= Puncheon (unit) =

Unit of volume for beer, wines, and spirits

The puncheon was a British unit for beer, wines and spirits. It was also an American unit of capacity for wine.

== Definition ==

Historically, the puncheon has been defined somewhere between 70 and 120 impgal.
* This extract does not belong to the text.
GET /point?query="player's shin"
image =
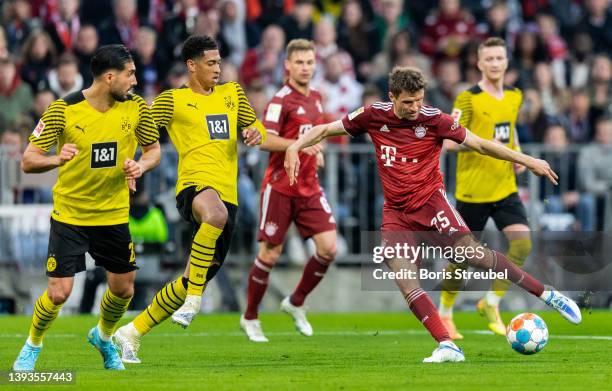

=== US unit of capacity for wine ===
The US puncheon for wine is defined as 84 usgal.

English wine cask units
| gallon | rundlet | barrel | tierce | hogshead | puncheon, tertian | pipe, butt | tun |  |
|  |  |  |  |  |  |  | 1 | tun |
| 1 | 2 | pipes, butts |
| 1 | 1+1⁄2 | 3 | puncheons, tertians |
| 1 | 1+1⁄3 | 2 | 4 | hogsheads |
| 1 | 1+1⁄2 | 2 | 3 | 6 | tierces |
| 1 | 1+1⁄3 | 2 | 2+2⁄3 | 4 | 8 | barrels |
| 1 | 1+3⁄4 | 2+1⁄3 | 3+1⁄2 | 4+2⁄3 | 7 | 14 | rundlets |
| 1 | 18 | 31+1⁄2 | 42 | 63 | 84 | 126 | 252 | gallons (wine) |
| 3.785 | 68.14 | 119.24 | 158.99 | 238.48 | 317.97 | 476.96 | 953.92 | litres |
| 1 | 15 | 26+1⁄4 | 35 | 52+1⁄2 | 70 | 105 | 210 | gallons (imperial) |
| 4.546 | 68.19 | 119.3 | 159.1 | 238.7 | 318.2 | 477.3 | 954.7 | litres |

== Conversion ==

- 1 puncheon = 70-120 gallons
- 1 puncheon = 0.318-0.546 m^{3} or 318 to 546 litres.

=== US unit of capacity for wine ===

- 1 puncheon = 4/3 Hogshead
- 1 puncheon = 84 gallons
- 1 puncheon = 0.317974589856 m^{3} or about 318 litres.